It was a beautiful Sunday afternoon and I decided to take my mother for a drive. She asked me if I would drive by our old house. Two years earlier my sister, brother, and I sold her house because she could no longer take care of it. I was intrigued to see what she would say upon seeing it. I parked in front of the house and we gazed upon it. After a few seconds, my mother turned to me and said, “Why are we sitting here?” She lived in this house for 45 years, and now she did not recognize it. This house was becoming an evanescent memory for my mother courtesy of Alzheimer’s Disease. Dejected, I took my mother back to the nursing home.
I have gone to school, lived or worked in eight states. In addition, I have worked on projects in several countries. No matter where I lived I yearned to go home to that house that encompassed so many of my memories. Initially, my world was the backyard where there were tall birch trees that seemed to touch the sky and I learned to climb to the top of them. As I got older, my mother walked with me to Kindergarten and my world expanded a bit more. Eventually, I attended middle school and high school and each time my world grew a little larger. Even though I wandered farther and farther from this house, I always found my way home. Eventually, I moved away for graduate school and these other places where I lived became like home, but never truly home. That would always be the house I grew up in and returned to every year much like the swallows returning to Capistrano. Every time I returned my mother was always there waiting at the door to welcome me home, eager to hear about my experiences.
Recently, I came home again. After visiting my mother at the nursing home, I decided to drive to the old house by myself. I parked in front of the house once again. As I looked at the house, I noticed a sign in the front yard that read, “It’s a girl.” I smiled. This house was going to become a home again.

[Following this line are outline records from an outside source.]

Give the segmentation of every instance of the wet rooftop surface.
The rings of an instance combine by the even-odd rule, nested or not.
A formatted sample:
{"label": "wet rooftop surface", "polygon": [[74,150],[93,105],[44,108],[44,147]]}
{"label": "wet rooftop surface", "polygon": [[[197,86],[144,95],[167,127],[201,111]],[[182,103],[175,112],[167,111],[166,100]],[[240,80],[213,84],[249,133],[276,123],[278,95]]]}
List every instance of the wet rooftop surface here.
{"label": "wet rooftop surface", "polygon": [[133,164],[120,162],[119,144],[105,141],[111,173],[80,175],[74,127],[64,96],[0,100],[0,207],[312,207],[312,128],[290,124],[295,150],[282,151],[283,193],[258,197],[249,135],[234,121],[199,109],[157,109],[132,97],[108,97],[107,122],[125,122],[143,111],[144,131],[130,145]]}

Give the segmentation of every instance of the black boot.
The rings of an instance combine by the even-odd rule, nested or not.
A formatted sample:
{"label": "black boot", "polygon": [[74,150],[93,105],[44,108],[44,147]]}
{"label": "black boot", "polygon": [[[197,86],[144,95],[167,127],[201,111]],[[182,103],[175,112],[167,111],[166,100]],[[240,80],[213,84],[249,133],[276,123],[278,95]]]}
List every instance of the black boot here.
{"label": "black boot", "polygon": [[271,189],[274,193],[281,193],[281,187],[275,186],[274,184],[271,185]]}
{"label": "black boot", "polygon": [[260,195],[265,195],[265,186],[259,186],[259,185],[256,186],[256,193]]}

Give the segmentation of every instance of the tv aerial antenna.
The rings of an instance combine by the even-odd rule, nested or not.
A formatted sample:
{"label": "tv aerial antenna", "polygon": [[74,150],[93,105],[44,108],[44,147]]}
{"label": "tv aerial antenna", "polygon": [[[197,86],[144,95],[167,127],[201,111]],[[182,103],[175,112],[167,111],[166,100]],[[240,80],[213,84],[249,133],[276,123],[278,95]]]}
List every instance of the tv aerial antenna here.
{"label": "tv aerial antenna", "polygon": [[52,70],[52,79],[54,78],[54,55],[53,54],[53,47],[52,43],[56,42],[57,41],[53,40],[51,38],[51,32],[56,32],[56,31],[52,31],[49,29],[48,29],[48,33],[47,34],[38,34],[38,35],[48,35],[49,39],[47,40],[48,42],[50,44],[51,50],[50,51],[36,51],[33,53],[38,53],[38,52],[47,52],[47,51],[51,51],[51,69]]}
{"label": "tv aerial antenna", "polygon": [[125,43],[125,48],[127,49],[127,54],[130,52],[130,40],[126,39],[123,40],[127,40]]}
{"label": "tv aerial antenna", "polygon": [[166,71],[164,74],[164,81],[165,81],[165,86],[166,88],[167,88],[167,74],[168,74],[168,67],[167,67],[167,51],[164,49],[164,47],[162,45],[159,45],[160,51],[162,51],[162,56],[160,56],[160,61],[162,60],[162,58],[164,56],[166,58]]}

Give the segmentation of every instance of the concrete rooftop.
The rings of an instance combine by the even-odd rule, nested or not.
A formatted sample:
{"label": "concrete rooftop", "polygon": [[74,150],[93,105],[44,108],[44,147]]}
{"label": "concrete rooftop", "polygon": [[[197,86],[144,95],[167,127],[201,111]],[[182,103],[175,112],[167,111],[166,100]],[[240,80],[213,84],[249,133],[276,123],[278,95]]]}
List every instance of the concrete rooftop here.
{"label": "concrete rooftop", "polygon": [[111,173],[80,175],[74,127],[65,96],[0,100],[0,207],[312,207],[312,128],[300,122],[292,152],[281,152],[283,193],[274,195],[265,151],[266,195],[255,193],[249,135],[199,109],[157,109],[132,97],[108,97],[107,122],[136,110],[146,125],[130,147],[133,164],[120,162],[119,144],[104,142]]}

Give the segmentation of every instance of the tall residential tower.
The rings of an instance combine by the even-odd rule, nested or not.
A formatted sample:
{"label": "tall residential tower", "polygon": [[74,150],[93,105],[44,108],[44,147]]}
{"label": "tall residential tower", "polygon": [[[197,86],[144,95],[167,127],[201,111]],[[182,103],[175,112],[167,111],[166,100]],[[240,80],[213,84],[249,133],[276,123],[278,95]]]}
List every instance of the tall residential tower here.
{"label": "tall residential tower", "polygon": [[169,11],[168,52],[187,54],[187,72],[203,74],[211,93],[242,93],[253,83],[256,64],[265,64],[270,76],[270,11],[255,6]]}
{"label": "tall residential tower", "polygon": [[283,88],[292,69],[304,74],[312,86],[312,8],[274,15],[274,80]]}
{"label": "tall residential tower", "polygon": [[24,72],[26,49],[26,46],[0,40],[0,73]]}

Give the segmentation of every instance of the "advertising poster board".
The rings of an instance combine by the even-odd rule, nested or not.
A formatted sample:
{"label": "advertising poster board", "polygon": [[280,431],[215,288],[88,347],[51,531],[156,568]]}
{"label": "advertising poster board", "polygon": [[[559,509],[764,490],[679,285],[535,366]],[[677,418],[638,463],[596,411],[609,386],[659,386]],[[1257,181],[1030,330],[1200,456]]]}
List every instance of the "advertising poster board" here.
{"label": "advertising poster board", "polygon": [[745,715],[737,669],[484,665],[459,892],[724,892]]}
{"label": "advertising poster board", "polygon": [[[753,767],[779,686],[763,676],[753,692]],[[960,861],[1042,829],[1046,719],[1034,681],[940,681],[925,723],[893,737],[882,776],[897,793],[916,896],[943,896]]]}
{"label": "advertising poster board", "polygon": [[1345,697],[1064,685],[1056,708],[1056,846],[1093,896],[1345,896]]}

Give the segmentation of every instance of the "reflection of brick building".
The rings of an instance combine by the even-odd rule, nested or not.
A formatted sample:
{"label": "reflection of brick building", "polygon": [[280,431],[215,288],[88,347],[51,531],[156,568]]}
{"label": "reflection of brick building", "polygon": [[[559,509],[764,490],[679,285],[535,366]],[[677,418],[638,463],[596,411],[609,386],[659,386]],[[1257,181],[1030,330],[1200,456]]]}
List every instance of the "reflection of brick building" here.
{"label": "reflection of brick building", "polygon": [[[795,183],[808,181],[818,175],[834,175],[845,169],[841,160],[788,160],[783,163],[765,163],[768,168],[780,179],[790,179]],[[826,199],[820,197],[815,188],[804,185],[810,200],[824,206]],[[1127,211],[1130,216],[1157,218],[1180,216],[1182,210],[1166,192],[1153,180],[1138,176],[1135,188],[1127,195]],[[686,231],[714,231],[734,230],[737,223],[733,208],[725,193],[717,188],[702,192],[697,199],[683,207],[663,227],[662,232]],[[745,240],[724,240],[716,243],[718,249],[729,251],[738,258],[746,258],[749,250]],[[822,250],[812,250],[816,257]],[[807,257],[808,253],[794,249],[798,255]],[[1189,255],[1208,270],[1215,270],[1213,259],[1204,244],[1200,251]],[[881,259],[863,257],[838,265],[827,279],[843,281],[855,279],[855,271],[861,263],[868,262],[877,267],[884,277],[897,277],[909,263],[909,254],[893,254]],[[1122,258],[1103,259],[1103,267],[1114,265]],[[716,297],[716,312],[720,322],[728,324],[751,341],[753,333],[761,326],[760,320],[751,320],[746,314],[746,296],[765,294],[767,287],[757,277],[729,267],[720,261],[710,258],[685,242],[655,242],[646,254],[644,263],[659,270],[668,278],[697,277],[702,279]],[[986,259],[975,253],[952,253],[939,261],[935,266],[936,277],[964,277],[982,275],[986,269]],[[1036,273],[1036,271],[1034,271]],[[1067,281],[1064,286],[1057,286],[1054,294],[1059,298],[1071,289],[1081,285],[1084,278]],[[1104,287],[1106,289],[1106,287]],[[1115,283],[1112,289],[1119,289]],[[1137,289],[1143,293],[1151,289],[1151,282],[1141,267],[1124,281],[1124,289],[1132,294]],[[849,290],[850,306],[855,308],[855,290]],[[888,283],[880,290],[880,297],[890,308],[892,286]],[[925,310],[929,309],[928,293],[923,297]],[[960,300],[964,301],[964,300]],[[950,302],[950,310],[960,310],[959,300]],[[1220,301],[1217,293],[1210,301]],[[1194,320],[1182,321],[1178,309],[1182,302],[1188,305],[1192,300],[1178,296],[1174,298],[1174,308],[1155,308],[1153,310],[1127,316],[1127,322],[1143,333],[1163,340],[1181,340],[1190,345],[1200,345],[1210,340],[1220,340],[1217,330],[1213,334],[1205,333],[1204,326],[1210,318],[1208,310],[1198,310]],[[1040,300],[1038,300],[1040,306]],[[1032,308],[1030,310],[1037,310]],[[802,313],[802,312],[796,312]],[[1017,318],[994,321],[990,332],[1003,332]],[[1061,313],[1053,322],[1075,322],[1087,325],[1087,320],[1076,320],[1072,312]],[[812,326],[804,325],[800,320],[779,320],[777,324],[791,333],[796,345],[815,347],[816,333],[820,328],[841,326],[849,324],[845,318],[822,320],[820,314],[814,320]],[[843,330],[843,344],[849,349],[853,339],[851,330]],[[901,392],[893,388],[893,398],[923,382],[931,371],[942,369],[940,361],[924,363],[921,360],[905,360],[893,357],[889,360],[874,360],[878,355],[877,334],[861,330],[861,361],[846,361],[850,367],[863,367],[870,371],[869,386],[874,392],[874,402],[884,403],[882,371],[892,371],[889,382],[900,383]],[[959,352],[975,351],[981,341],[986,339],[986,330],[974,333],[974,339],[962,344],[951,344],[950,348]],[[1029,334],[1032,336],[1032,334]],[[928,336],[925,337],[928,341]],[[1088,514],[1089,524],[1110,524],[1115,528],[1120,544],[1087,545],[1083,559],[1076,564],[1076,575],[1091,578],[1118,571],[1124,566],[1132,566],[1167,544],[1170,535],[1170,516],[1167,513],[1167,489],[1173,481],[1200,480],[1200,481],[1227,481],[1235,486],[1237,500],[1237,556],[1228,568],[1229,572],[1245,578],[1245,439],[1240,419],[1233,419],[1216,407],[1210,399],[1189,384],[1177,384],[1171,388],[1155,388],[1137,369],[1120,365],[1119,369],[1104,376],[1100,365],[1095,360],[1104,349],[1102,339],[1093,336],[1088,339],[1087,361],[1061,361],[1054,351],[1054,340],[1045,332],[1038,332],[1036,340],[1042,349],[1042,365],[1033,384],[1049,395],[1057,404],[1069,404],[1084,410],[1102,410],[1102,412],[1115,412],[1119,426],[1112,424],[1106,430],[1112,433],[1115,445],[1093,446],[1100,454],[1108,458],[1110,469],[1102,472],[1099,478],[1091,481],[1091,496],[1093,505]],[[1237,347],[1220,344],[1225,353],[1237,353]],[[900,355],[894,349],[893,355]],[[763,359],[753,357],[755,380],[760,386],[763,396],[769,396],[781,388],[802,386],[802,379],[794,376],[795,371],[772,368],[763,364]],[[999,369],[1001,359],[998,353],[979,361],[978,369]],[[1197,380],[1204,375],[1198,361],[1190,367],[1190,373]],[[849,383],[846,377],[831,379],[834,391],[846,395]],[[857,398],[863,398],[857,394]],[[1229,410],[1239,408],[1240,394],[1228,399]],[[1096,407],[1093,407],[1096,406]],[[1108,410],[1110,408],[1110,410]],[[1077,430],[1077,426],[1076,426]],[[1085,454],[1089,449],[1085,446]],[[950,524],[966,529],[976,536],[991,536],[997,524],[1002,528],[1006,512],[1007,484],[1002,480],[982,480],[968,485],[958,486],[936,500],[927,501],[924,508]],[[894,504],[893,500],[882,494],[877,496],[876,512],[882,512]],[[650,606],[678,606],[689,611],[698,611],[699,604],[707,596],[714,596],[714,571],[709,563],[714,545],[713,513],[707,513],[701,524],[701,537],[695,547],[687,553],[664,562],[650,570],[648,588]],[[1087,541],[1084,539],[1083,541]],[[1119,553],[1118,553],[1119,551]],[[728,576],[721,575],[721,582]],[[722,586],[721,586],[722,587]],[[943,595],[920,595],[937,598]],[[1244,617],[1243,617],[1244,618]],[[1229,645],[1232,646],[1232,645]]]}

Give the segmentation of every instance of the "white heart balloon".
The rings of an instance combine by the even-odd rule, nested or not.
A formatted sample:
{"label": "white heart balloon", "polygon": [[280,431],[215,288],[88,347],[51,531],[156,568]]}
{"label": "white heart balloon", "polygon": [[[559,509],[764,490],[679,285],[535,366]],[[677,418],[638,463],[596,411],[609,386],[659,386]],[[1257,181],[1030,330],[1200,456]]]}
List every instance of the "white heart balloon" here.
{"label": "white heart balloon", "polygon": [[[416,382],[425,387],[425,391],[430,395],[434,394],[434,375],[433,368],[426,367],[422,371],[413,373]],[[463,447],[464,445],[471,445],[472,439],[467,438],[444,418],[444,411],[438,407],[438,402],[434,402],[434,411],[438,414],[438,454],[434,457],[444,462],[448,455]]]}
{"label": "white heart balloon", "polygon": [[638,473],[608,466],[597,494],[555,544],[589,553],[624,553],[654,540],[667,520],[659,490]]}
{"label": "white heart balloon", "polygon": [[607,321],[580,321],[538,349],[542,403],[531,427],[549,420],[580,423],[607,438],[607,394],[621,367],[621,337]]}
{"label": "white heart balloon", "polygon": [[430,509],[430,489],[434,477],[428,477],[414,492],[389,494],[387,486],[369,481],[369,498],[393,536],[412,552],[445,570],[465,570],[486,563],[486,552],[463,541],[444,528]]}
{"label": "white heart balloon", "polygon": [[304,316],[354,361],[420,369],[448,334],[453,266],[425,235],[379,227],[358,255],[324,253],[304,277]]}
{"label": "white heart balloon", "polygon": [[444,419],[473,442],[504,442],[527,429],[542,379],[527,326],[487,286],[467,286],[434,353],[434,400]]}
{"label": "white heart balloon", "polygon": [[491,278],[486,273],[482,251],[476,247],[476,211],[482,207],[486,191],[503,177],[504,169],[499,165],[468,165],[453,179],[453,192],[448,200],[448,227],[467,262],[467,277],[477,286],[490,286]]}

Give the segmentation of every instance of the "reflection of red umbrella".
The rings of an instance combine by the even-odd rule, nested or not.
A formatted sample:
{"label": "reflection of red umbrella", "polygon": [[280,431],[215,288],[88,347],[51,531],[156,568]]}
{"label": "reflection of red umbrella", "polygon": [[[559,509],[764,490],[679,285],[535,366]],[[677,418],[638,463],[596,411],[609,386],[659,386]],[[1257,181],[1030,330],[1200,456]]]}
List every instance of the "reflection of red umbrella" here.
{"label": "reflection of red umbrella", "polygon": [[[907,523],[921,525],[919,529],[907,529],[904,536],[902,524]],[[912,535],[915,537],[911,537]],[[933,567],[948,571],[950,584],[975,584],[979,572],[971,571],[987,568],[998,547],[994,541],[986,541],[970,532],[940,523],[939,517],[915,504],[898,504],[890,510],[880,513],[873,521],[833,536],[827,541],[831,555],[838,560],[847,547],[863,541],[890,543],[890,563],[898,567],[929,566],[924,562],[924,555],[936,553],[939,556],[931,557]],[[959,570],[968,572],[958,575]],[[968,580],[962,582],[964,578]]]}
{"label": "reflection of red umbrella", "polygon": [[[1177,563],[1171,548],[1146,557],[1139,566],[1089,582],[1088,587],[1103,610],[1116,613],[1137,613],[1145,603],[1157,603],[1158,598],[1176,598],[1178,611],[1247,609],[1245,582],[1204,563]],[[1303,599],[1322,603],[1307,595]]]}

As I sat there. I wondered if this little girl would develop the same affection for this house, neighborhood, and city that I did. Similarly, I wondered if she would develop the same yearning to go home. I knew that I could not answer these questions, but if that little girl was anything like me she would in the years ahead learn about the melancholy of leaving home and, more importantly, the joy of going home again. I knew one thing for sure: Wherever she ended up in this world, her mother would be at the door to welcome her home. This I believe.